La FigueSelon le midrash, les feuilles de figue ont servi à
couvrir la nudité d'Adam et Ève après leur faute. On retrouve des figues, "après que Nabuchodonosor, roi de
Babylone, eut exilé de Jérusalem et amené à Babylone Yekhonia roi de Juda [...] dans deux corbeilles [...] étaient placées devant le sanctuaire de Dieu.
L'une contenait des figues excellentes et l'autre des figues extrêmement
mauvaises" (Jr 24).
Même si pour les botanistes,
elle est un "faux fruit", la figue n'en reste pas moins un végétal très prisé
car elle n'a ni coquille, ni pépins, ni noyaux: elle devient "le fruit" par
excellence!
Elle apparaît 39 fois dans la Bible. "Comme les premiers fruits
mûrs sur le figuier, j'avais considéré vos ancêtres" (Os 9,10).

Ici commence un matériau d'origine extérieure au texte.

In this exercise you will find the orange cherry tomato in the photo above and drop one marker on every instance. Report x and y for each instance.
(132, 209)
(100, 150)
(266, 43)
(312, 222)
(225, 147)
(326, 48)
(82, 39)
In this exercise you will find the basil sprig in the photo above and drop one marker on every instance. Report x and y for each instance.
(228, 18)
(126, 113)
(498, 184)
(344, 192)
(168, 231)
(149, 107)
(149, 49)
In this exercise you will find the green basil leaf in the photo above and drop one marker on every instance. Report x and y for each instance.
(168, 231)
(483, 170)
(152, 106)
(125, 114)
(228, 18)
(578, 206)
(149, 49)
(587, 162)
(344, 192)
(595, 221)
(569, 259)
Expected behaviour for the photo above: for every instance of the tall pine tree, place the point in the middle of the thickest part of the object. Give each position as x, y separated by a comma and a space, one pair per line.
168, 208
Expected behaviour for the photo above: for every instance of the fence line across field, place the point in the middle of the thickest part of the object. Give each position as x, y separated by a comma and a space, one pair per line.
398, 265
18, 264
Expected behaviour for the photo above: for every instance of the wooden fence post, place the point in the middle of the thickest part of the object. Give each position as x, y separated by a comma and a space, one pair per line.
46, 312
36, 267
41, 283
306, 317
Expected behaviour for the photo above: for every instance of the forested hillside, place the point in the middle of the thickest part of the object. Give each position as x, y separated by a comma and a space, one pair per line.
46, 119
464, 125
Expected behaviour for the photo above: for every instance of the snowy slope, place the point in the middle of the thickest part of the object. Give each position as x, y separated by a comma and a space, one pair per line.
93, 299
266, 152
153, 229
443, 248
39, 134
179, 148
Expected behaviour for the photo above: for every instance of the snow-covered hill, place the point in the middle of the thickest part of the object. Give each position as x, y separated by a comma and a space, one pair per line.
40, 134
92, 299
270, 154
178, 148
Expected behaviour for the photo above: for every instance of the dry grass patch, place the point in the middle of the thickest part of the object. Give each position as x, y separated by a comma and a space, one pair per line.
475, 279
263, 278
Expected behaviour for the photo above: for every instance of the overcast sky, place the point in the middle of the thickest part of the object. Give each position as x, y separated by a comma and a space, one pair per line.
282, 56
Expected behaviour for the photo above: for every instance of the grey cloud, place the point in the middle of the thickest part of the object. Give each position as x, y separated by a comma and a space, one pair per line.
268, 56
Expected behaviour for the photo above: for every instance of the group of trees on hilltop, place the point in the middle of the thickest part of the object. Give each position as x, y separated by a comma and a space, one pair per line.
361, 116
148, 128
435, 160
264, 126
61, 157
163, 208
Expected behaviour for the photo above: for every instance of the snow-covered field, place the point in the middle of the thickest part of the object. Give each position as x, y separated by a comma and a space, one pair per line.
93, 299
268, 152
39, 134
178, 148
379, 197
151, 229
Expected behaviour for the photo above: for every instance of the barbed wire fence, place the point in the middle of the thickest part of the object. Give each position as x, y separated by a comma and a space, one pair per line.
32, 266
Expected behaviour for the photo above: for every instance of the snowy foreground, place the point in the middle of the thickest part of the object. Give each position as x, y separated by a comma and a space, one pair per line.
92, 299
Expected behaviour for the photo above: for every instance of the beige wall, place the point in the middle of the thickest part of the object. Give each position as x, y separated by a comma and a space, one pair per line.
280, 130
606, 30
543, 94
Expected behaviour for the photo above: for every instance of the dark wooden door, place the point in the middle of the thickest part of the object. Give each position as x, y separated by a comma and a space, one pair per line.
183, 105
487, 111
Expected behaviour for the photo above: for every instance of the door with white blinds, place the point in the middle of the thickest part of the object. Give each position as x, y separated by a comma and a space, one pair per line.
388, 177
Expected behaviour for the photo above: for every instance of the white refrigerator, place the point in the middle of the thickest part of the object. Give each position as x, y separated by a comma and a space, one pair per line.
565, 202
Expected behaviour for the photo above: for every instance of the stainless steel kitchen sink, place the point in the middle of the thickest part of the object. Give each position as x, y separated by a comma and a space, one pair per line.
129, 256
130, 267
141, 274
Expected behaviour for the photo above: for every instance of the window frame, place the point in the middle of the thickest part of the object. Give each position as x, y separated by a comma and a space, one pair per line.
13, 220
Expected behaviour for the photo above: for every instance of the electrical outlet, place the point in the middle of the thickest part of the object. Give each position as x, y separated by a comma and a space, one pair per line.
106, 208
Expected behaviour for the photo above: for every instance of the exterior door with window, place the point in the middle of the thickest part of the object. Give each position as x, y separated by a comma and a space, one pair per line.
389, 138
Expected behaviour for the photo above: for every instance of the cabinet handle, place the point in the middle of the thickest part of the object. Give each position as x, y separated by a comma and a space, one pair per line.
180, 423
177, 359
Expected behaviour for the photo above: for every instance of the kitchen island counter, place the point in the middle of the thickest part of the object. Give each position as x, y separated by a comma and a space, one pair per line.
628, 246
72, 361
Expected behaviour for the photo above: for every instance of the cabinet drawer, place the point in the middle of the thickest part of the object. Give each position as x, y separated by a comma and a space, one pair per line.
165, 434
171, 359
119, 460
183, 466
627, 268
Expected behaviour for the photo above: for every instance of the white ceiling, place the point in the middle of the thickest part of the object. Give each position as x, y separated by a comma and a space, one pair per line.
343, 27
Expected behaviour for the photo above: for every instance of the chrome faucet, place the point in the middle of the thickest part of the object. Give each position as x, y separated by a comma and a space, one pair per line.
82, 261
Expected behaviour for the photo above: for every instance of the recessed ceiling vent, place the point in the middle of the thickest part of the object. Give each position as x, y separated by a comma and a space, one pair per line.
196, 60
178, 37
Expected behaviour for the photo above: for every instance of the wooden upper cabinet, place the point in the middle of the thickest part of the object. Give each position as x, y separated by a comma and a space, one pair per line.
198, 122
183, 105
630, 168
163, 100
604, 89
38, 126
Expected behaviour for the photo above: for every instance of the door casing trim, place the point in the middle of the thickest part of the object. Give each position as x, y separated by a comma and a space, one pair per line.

La Grenade En hébreu, la grenade évoque l'élévation (rimôn <-> ram),
mais aussi le prélèvement (térouma). Le prophète Jérémie enseigne que cent grenades d’airain se trouvaient
sur les colonnes du Temple de Jérusalem, et la Torah (Ex 28, 33) qu’elles se trouvaient autour de la bordure de
la robe du Grand Prêtre (36 devant et 36 derrière). Ces grenades-grelots annonçaient le passage du Cohen et
permettaient aux gens impurs de s’écarter de lui.
La grenade est mentionnée 32
fois dans la Bible.
"Puissions-nous être remplis de mitsvot comme la
grenade!" souhaite-t-on le soir de Roch HaChana; pourquoi pas à Tou BiChevat?
Le CédratLe cédrat ou étrog fut, selon un avis rabbinique, le fruit
de la connaissance du bien et du mal (mais selon d'autres, il s'agissait du
raisin ou du blé).
L’étrog n’est pas mentionné nominativement dans la
Bible, mais uniquement comme péri 'ets hadar, "fruit du bel arbre".
La PommeLa pomme est mentionnée dans le Cantique des Cantiques.
Le "champ de pommes", le verger des secrets, se trouve abondamment cité dans la
Kabbale.
A propos du doux parfum qui émane des vêtements de Jacob,
venant recevoir la bénédiction de son père Isaac (Gn 27, 27), le midrash
enseigne que ses vêtements provenaient du paradis, dont les pommes exhalaient
un parfum enivrant.
La pomme est mentionnée 6 fois
dans la Bible: "L'odeur de tes narines - par où Dieu insuffla l'âme à l'homme -
est comme celle des pommiers". (Ct 7, 9).
La
deuxième coupe de Vin
On boit ensuite la 2ème coupe de vin blanc mélangé à un
peu de vin rouge.
La Noix La noix évoque la boîte crânienne, la coque
de la noix protégeant un fruit ressemblant au cerveau
(cerneau).
La noix, egoz, a pour valeur numérique 17 qui est égale au
mot tov, "bon".
Comme elle est composées de quatre parties, les kabbalistes y décèlent
les quatre lettres du Tétragramme divin (Zohar II 15 B). Il n'existe
qu'une seule mention de la noix dans la Bible : "Vers le verger des noyers je
suis descendue". (Ct 6,11).
L’Amande Dans tous les pays où il pousse, l’amandier est le premier arbre à
fleurir. Réputée pour sa promptitude, l’amande arrive à maturation (après
la chute de la fleur) en 21 jours.
Cela n’est pas sans évoquer les trois semaines qui
séparent le 17 tamouz du 9 Av (période de deuil). La branche d'amandier
fleurie confirma aux yeux de tout Israël l’élection d’Aaron (Nb 17,33) et inaugure la
prophétie de Jérémie (Jr 1,11). Déjà dans la Torah, les amandes sont
envoyées comme offrande par Jacob au vice-roi d'Égypte (qu’il ne sait pas être
son fils Joseph) afin de l'amadouer. (Gn 43,11).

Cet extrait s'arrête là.